S’exprimant lors d’une séance plénière du Conseil national des régions et des districts (CNRD), le ministre a précisé que ce projet s’inscrit dans un programme global de transformation numérique comprenant 192 projets, dont 121 actuellement en cours de réalisation et 20 achevés au premier trimestre 2026.
Une transformation numérique multisectorielle
Outre la facturation électronique, plusieurs réformes sont en cours au sein du ministère des Finances, notamment la généralisation du timbre fiscal électronique, le paiement en ligne de la taxe de circulation et la mise en place d’un identifiant fiscal numérique.

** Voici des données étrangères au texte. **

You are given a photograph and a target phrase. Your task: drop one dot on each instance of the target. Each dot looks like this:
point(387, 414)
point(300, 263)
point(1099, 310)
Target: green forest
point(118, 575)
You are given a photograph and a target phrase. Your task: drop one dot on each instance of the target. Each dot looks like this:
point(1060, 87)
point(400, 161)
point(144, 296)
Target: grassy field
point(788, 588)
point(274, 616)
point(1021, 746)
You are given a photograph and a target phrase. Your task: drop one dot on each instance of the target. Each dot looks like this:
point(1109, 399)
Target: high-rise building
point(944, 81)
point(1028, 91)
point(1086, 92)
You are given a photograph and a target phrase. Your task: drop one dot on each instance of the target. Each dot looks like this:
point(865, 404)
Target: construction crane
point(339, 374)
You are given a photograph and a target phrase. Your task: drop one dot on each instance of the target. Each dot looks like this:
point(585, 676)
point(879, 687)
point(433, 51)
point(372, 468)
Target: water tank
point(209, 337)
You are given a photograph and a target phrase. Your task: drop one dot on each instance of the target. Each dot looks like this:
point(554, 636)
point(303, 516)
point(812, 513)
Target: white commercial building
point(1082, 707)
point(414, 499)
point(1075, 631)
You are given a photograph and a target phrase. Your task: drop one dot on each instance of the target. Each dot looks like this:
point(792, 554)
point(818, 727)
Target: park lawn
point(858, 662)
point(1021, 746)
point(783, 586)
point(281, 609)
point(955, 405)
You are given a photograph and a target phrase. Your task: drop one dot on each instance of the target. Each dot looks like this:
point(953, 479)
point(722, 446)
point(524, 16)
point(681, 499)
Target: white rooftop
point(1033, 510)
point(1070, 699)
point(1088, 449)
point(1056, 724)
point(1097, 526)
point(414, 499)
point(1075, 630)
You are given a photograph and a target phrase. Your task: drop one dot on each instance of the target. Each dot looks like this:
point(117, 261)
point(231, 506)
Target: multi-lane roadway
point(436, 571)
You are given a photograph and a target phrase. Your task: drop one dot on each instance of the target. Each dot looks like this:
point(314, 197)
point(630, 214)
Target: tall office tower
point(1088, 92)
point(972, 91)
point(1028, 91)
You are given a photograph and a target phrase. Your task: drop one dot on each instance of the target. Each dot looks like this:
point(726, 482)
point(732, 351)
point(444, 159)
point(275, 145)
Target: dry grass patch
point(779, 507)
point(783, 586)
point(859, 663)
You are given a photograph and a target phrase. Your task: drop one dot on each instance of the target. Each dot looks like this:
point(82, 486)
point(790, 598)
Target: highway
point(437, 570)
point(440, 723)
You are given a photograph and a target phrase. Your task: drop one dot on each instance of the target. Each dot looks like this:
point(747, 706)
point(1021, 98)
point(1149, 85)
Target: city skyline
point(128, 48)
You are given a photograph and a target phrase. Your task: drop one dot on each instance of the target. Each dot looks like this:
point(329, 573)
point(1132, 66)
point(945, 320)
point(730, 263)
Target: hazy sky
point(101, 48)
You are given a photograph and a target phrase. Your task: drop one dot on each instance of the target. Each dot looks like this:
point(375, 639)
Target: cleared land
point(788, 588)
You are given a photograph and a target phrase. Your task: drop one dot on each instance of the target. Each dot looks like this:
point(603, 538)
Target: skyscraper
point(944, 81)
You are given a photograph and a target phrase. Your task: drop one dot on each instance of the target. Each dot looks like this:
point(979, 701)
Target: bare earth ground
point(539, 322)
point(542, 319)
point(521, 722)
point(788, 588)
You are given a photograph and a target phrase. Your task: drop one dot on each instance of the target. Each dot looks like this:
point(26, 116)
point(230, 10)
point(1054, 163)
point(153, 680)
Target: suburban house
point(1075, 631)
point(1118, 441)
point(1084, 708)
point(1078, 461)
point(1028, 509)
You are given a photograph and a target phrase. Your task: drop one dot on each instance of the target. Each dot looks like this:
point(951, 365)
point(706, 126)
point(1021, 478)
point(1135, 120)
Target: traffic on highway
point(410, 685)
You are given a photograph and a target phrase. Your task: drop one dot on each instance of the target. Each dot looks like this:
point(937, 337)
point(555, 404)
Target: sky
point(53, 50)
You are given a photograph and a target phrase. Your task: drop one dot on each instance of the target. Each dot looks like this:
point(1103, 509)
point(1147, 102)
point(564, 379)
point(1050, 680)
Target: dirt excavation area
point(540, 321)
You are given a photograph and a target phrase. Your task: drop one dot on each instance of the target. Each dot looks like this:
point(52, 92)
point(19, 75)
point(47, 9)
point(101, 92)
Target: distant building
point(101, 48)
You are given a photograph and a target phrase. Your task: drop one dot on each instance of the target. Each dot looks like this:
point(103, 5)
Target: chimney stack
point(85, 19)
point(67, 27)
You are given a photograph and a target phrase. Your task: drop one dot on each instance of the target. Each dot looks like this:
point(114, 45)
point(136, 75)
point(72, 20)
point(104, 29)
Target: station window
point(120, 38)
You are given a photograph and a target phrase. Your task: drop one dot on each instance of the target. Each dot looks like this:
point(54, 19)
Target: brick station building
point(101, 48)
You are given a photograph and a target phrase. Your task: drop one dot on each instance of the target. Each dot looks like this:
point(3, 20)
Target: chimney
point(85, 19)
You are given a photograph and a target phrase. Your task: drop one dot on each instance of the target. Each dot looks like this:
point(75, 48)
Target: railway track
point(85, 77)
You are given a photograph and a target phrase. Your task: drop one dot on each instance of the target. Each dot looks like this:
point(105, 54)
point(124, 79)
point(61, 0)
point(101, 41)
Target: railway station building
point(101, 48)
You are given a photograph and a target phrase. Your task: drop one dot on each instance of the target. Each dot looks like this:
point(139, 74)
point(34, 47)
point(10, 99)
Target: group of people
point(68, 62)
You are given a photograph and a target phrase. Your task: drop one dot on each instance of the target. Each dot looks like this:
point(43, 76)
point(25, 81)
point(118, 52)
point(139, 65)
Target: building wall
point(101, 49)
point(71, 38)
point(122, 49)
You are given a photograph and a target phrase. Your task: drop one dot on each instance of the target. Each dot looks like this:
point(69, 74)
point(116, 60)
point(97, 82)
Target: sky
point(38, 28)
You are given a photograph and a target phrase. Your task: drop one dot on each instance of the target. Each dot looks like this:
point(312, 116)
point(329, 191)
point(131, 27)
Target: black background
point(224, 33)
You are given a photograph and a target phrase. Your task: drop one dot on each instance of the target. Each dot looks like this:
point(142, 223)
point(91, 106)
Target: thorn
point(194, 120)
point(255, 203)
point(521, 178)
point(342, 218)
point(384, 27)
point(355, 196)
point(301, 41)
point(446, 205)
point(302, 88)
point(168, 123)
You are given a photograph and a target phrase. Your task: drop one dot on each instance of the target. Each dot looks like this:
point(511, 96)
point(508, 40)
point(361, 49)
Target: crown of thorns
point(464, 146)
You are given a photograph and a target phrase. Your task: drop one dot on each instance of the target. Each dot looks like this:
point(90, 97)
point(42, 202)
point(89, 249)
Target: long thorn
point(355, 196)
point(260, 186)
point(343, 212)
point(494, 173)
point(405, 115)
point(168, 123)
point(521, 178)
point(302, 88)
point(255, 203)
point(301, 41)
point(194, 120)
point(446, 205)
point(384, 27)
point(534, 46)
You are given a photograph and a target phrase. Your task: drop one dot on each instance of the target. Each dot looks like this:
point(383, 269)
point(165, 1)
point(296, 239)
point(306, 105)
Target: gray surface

La digitalisation touche également d’autres secteurs clés de l’État. Dans l’administration, de nouveaux services en ligne ont été déployés, tels que la demande de carte d’identité pour les élèves, le renouvellement des passeports et l’obtention du bulletin n°3. Le projet de consulat numérique, destiné aux Tunisiens résidant à l’étranger, figure aussi parmi les initiatives majeures.
Dans le domaine de la santé, les autorités ont lancé la première phase du projet d’hôpital numérique, incluant la gestion des rendez-vous à distance et le développement d’un système intégré pour l’assurance maladie et les aides sociales.
Les secteurs de l’éducation et du transport bénéficient également de cette dynamique, avec la mise en place de systèmes de gestion scolaire et des examens, ainsi que la digitalisation des services liés au permis de conduire et au transfert de propriété des véhicules.
Des défis à surmonter
Malgré ces avancées, plusieurs obstacles subsistent. Le ministre a notamment évoqué la résistance au changement, le manque de compétences spécialisées et la nécessité d’adapter le cadre législatif aux évolutions technologiques. Les enjeux de cybersécurité, de souveraineté numérique et de développement de l’intelligence artificielle constituent également des priorités pour assurer le succès de cette transformation.
Une mise en œuvre progressive recommandée
De son côté, le professeur universitaire et conseiller fiscal Mohamed Salah Ayari a plaidé pour une mise en œuvre progressive de la facturation électronique. Selon lui, la digitalisation des transactions est indispensable, mais doit tenir compte des réalités économiques et professionnelles.
Il propose un déploiement sur trois ans, en commençant par les grandes entreprises, avant d’élargir progressivement aux PME et aux petites structures. Il a également souligné la nécessité d’adapter la législation aux professions non commerciales, qui utilisent des notes d’honoraires plutôt que des factures classiques.
Un tournant pour l’économie tunisienne
La généralisation de la facturation électronique marque une étape clé dans la modernisation de l’administration tunisienne. Elle devrait contribuer à améliorer la transparence, renforcer la confiance et soutenir la transition vers une économie numérique plus performante.